Gibbs started as a court reporter for the Humboldt County Superior Court in June 1982. She became eligible for the California Public Employees' Retirement System, known as CalPERS, in December 1983. The county did not enroll her until November 1989. She did not find out until 2019, when she was preparing to retire. 

To get the missing six years credited, CalPERS told Gibbs it needed the county to certify her full employment history. The county could not. Gibbs alleges three employees of the county's human resources department – Zachary O'Hanen, Linda Catherine Le, and Kara Fales – lost, destroyed, or failed to preserve, search for, or retrieve the records she needed. In October 2020, the county sent CalPERS what the opinion describes as an incomplete compilation of her pay history. Records were missing for four separate stretches between 1982 and 1989. 
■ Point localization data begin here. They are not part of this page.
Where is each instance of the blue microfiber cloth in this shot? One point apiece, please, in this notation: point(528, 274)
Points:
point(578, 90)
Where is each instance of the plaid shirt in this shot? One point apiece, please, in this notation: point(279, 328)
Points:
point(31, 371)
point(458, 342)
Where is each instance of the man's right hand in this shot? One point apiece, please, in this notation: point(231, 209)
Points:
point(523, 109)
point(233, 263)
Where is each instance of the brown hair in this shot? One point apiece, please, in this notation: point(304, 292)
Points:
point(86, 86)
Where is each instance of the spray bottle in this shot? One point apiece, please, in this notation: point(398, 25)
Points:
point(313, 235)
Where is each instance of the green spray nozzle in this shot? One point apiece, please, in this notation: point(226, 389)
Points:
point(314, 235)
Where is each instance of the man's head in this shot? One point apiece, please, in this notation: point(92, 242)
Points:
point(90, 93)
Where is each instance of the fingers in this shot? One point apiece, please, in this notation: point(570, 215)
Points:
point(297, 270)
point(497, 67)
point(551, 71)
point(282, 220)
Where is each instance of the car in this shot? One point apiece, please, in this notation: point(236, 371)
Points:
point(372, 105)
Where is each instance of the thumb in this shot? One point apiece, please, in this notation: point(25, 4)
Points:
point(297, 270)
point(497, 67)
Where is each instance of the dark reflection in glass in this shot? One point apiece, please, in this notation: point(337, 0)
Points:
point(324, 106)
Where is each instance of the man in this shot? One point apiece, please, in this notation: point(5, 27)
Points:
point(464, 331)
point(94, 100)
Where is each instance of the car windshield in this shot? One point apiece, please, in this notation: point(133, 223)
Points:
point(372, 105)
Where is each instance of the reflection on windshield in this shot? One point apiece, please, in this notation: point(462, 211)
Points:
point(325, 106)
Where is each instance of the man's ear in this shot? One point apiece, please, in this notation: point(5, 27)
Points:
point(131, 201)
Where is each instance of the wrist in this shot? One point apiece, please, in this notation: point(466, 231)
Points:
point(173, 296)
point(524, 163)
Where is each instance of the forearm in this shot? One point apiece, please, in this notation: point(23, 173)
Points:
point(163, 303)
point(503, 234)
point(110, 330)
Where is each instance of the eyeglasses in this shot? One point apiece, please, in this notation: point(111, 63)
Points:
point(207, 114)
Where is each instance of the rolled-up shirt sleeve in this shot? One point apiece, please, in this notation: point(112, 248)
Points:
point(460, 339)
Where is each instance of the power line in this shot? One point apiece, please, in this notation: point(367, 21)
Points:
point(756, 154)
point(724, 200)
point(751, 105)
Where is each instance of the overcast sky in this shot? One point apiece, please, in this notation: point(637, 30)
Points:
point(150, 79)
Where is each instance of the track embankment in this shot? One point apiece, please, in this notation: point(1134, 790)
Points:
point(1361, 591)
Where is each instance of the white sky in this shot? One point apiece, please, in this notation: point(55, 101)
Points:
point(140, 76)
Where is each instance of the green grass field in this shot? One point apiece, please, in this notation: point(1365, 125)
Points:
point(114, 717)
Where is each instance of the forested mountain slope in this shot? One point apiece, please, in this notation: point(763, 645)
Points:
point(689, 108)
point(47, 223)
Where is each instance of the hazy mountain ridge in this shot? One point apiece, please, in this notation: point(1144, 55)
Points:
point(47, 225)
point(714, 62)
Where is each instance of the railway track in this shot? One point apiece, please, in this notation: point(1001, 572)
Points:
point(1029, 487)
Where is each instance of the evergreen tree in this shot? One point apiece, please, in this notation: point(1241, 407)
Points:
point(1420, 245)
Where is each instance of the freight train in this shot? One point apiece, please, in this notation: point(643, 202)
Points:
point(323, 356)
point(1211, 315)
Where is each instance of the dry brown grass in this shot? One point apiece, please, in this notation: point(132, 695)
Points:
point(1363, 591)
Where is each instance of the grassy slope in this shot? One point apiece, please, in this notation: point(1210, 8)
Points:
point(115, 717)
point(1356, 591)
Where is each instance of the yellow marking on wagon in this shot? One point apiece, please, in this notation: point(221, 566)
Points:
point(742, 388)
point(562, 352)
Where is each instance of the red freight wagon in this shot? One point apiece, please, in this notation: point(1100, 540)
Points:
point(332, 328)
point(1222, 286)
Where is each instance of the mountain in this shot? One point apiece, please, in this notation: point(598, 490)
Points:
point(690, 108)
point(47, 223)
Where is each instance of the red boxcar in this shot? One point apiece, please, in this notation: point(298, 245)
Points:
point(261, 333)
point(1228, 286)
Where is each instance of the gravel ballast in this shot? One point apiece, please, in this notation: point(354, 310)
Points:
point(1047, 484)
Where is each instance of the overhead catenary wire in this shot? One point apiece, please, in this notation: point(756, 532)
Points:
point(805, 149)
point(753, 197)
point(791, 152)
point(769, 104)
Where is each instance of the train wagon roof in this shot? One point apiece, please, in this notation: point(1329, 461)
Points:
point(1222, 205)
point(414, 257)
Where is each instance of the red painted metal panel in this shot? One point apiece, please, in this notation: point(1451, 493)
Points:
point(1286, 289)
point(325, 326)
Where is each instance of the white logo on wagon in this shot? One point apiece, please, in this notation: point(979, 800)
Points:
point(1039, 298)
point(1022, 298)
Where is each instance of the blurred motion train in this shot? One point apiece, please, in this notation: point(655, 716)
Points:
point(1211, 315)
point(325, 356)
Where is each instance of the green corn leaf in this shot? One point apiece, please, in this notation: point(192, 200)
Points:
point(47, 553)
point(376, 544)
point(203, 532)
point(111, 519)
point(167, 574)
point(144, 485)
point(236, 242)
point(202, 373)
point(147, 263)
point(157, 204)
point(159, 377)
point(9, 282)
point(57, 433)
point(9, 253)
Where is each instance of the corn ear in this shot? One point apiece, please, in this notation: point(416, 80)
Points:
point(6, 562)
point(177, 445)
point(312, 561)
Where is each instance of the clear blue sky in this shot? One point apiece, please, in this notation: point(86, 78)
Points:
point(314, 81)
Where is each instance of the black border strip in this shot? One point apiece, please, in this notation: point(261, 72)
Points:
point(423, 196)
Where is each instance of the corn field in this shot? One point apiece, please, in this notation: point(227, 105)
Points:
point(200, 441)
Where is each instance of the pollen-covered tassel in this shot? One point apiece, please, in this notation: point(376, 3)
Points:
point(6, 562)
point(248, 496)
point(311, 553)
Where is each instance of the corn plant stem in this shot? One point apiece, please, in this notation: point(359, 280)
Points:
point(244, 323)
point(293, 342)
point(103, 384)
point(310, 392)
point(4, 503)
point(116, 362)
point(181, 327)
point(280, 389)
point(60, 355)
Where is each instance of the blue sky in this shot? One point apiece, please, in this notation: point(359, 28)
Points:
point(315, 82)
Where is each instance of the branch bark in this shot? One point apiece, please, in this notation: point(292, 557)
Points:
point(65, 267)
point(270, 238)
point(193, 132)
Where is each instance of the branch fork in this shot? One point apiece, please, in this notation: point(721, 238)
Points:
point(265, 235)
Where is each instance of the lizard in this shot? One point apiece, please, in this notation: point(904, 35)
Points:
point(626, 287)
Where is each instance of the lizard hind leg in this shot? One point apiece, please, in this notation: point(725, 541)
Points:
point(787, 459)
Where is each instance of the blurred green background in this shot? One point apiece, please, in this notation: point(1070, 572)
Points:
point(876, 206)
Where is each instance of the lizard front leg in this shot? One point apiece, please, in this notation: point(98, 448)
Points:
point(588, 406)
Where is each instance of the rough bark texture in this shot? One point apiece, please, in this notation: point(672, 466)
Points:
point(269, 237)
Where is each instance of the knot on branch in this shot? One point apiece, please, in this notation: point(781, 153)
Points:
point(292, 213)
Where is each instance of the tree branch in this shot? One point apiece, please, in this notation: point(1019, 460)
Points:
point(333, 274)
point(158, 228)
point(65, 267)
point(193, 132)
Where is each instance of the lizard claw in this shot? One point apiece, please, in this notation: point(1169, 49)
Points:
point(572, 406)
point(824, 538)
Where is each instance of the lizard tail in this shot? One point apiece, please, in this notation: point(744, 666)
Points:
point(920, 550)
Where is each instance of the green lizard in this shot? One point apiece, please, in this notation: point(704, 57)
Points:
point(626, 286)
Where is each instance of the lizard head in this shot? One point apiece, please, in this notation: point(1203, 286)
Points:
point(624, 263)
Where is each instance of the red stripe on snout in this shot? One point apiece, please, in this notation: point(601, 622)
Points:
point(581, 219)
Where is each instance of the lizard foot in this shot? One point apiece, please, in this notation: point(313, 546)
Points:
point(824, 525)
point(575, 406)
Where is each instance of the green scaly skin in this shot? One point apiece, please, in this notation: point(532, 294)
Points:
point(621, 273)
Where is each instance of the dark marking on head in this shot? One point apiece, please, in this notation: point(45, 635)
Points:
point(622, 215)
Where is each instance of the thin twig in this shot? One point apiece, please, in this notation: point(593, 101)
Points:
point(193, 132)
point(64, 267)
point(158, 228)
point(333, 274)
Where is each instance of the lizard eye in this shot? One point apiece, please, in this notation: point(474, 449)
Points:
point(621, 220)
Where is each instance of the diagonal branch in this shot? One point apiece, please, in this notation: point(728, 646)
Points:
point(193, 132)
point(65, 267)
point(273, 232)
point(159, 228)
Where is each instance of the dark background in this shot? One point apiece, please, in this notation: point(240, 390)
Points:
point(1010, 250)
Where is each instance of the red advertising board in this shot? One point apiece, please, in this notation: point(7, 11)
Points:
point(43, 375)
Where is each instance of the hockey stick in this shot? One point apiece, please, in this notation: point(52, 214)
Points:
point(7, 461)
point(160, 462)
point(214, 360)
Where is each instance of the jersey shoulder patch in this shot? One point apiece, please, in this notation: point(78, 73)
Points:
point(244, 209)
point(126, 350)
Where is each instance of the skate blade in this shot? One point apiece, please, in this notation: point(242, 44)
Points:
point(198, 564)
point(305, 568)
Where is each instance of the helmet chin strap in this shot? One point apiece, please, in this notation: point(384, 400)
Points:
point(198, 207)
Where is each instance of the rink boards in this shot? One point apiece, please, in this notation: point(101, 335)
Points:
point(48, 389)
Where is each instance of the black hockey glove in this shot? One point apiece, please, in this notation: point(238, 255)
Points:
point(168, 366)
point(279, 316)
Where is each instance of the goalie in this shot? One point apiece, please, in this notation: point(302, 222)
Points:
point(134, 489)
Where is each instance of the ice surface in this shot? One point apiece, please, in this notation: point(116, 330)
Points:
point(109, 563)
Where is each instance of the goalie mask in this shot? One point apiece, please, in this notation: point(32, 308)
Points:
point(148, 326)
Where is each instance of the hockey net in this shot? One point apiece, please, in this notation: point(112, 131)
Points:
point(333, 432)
Gibbs says she has had to delay her retirement and is losing hundreds of thousands of dollars in retirement benefits. 

The trial court dismissed her case. The Court of Appeal reversed, and the reasoning is what HR leaders should read closely. 

The court held Gibbs stated a viable claim under Government Code section 815.6, which lets people sue public entities for failing to perform mandatory duties. Two of those duties sit firmly inside the HR function. Labor Code section 1198.5 requires employers to let current and former employees inspect their personnel records and to keep those records for at least three years after employment ends. The Public Employees' Retirement Law requires public agencies that contract with CalPERS to enroll eligible employees in the system. Neither, the court said, is discretionary. 

The county argued its retention duty ended on January 1, 2007, three years after a 2004 law converted trial court staff from county employees to court employees. The court was not persuaded. Gibbs's job did not end. She kept doing the same work, so the three-year clock never started. 

The negligence ruling is the part likely to land hardest in HR circles. In the unpublished portion of the opinion, the court held the three named HR employees can be sued personally for negligence, with the county vicariously liable for their conduct. The defendants argued they had immunity for discretionary acts. The court rejected that, finding they had no discretion to skip enrolling Gibbs in CalPERS, to neglect her records, or to withhold her full employment history from CalPERS. 

For public-sector HR teams in California - and for any employer with statutory recordkeeping and enrollment duties – the message is direct. Pension enrollment and personnel records are mandatory functions, not administrative housekeeping. When they fail, the consequences can run not just to the organization, but to the individuals who handled the work. 

The case returns to the Humboldt County Superior Court for further proceedings.